Prompsit D3 - Structured-resource Integrity

D3 - Structured-resource Integrity (datasheet)

Version 1.0 | Schema 0.2 | Scoring rule: keys, schema and non-translatable fields must be preserved; only values are translated; the file must still parse

Localization ships as structured resource files. This dataset tests whether machine translation preserves the skeleton of such a file - its keys, its schema, and its non-translatable fields - while translating only the values, and returns output that still parses. Each record is a small resource file in one of four formats (Android XML, JSON, Java .properties, Flutter ARB) paired with a human translation into one of nine languages; the values are human translations from AOSP Settings string resources.

Reference labels are generated automatically and deterministically from the source by format parsers; they are not human annotations. Every released reference passes the scoring script (3,780/3,780). Values that carry inline tags are the D1 dataset's concern; D3 covers keys, schema and plain values, with no double-counting.

How to use this dataset

Download the open layer from this page and unpack it: data/dev.jsonl (inputs plus reference translations), data/test.input.jsonl (inputs only), data/contrastive.dev.jsonl.
Translate the source strings with the MT system you want to evaluate - any system works; no special integration is required.
Score the outputs with the open-source scoring script - score_item(...) in https://github.com/Prompsit/prompsit-mdc/tree/main/datasets/d3-structured-resource-integrity/build (resources.py). Each record passes or fails per error category; your score is the pass rate.

To verify your harness first, score the dev references themselves: they must pass 100%. For an official, comparable score on the withheld test and hidden splits, contact info@prompsit.com.

Task and scoring

The task: translate each resource file from English into the target language, changing only the values while keeping keys, schema and non-translatable fields unchanged, so that the file still parses.

Scoring is fully automatic; no human judges are involved. For every record, a deterministic scoring script (open-source: https://github.com/Prompsit/prompsit-mdc/tree/main/datasets/d3-structured-resource-integrity/build) inspects the system output and reports which error categories occur (see the Error categories table below).

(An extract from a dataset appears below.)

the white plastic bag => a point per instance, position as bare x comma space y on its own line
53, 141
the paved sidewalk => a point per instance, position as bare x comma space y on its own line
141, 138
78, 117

A record passes if no error category occurs. The score of a system is its pass rate: the fraction of records that pass, reported overall and per error category. The checks parse the output resource file and compare its keys, schema and non-translatable fields against the source, so no reference translation of the output is needed.

The scoring entry point is score_item(...) in resources.py there; the README and AGENTS.md at the repository root walk through scoring your own outputs.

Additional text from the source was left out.